Walking into the 4th Brisbane Video Game and Pop Culture Market, I was expecting to see a lot of cool retro consoles and games. Pretty safe to say I was not disappointed (as you can see from the image gallery directly below). From ‘modded’ Xbox consoles, to Hori Fight Sticks, Comics, Artwork and Famicom games, I even picked up an NTSC Battlezone cart for a Nintendo 64 which I don’t yet have in my collection. What I truly did not expect to find however, was a small group of passionate, interesting, friendly and really chill people, that are the reason this fantastic little market exists.

The last time I stepped foot in the gorgeous, quaint beer garden out the back of Shady Palms was back in July. I took a few photos, looked at a few things, then headed on my way. This time around I spent the vast majority of my time at the event talking to the stallholders about their wares. Reminiscing about games and comics from our past, talking about our lives and how gaming became a part of who we are. And as cool as grabbing a bargain on a Sega Dreamcast might be, these conversations and the people having them, are what these small but heartfelt markets are really all about.

The organiser of the event is an interesting, intelligent man and just an all-round top fucking bloke. Friendly and easy to talk to, I watched him on more than one occasion, talk a prospective buyer OUT of purchasing an item that would have made him money, because he wasn’t certain about an answer to a question he was asked about the unit. I also watched as he heavily undercut himself selling a handheld console to a young would-be gamer. Which he later explained by stating the importance of handing down these cherished items to a new generation, so they could in turn be cherished once more, allowing the cycle of growing up loving video games to continue. It is easy to see the passion he has for things that he cares about, a trait that I find lacking, in today’s swathe of retro collectors and sellers.

It was also jaw dropping to find out that the majority of the kit on sale was a part of his personal collection! And that amassing said collection involved trips to places like Japan and Bali. Where he would walk from store to stall, buying up consoles and games, and ferrying them back to Australia, sometimes 70 kilos at a time. I don’t think I am alone in thinking that would make a fucking rad holiday. Jetting off to Japan, with a fat stack of cash and a week to find the rarest gaming memorabilia imaginable. My hands are shaking just thinking about it.

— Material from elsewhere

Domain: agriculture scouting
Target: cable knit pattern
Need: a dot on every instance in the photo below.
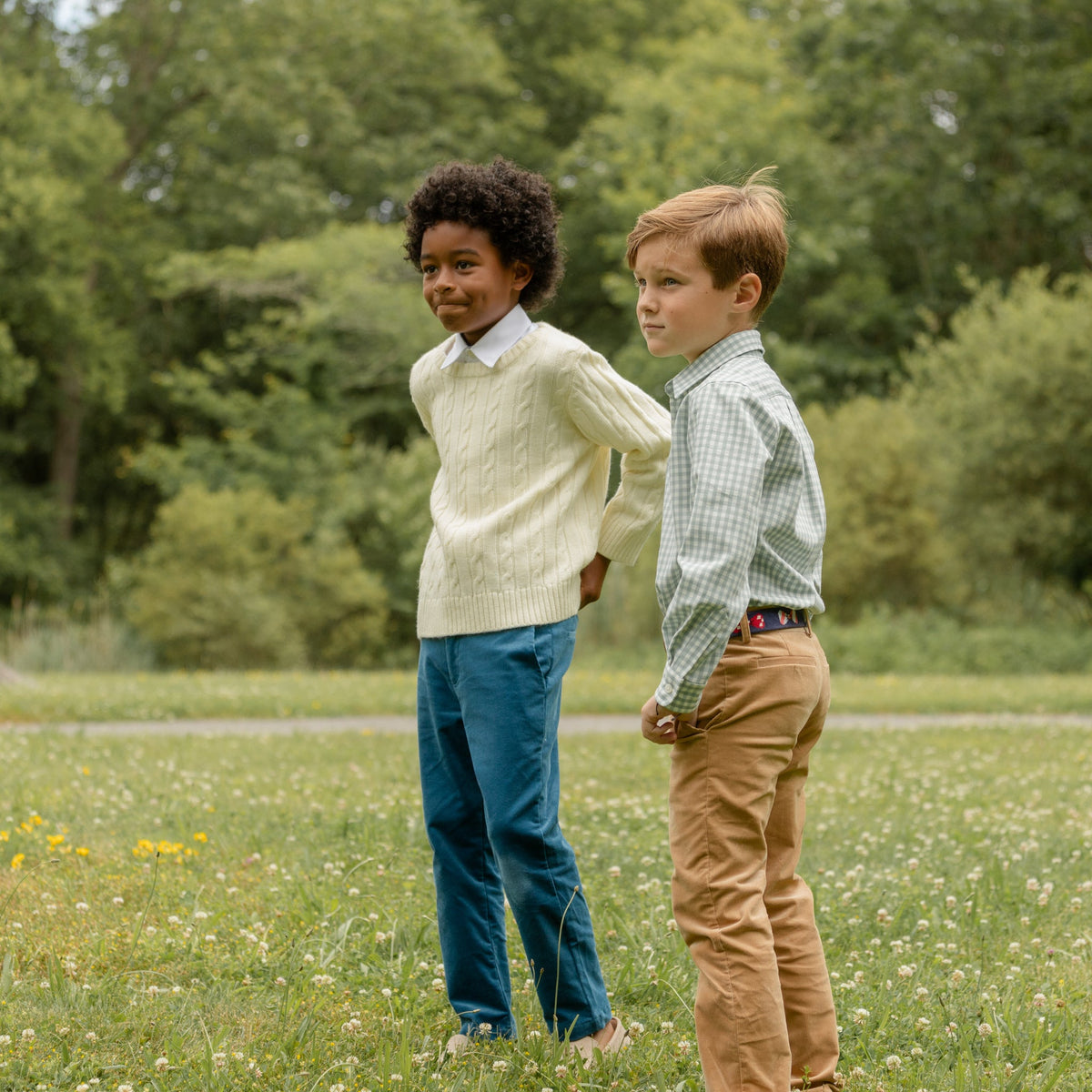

Another reason I feel the market has such a cool vibe, is thanks in part to the 8-bit chip tune tracks that I caught several people bopping their heads, or secretly dancing to throughout the day. The bloops and blips that seem to bounce and dip their way through the air really set a nostalgic tone and I was amazed when I saw that the music, was actually being created and played out of a couple of ‘modded’ Gameboys! The composer of the tracks, Jamie, is another rad dude who wears his love for videogames on his sleeve, and is himself, an indie developer, who recently released a game on both Android and iPhone through his studio Aisjam. (Links to his stuff are below) Throughout the day, I was lucky enough to speak to Jamie at length about what it means to be a small developer in the Brisbane gaming community and the trials and tribulations that exist when you give not just your spare-time, but your life, to the pursuit of both playing and creating interesting gaming experiences. We spoke about the creation of music, raspberry pi’s and growing up with gaming in our lives, it’s also very likely that he will be creating an intro to our weekly podcast in the near future! An outcome that I never expected from attending a market in a beer garden.


Jamie creates and plays music on these things!

A small but albeit very welcome addition to the day came in the presence of a cosplay booth. An enthusiastic and friendly female Link stood by a stack of calendars for sale that featured some of Brisbane’s best and most well-known cosplayers. It also warmed my heart to watch the ‘wow’ expressions on kids’ faces as they turned the corner into the market, upon seeing an immediately recognisable figure from gaming standing in front of them. I’d really like to see their presence at the next market, and would like Ultra Super Mega to break into the local (and wider) cosplay scene in general, as the effort and work that goes into a lot of these costumes is an art form I respect greatly.

Cosplay was a welcome addition to the Markets

Cosplay was a welcome addition to the Markets

Overall, the 4th Video Game and Pop Culture market was a little smaller than last time. But what it lost in size, it gained in heart and character. I am so thankful that I was given the chance to connect with these awesome people and talk about a subject that we all adore. Our incredibly varied backgrounds and ways we stay within the gaming community speak volumes to how far the community has come. From uni kids, to world famous dj’s, the full-time indie devs to the dad gamers and hobbyists, video games speak to everyone. And in turn, everyone can, and should, speak about them in return. Share their experiences, what they love and what they hate. How they got into it and how it impacts their life.  If the 5th Video Game and Pop Culture Market is bigger again, that is fantastic and I hope it will be! (I’m even looking at having a stall at the next one) But just remember the real reason you walked into Shady Palms in the first place, you are passionate about gaming. Share that passion. Who knows who you might meet.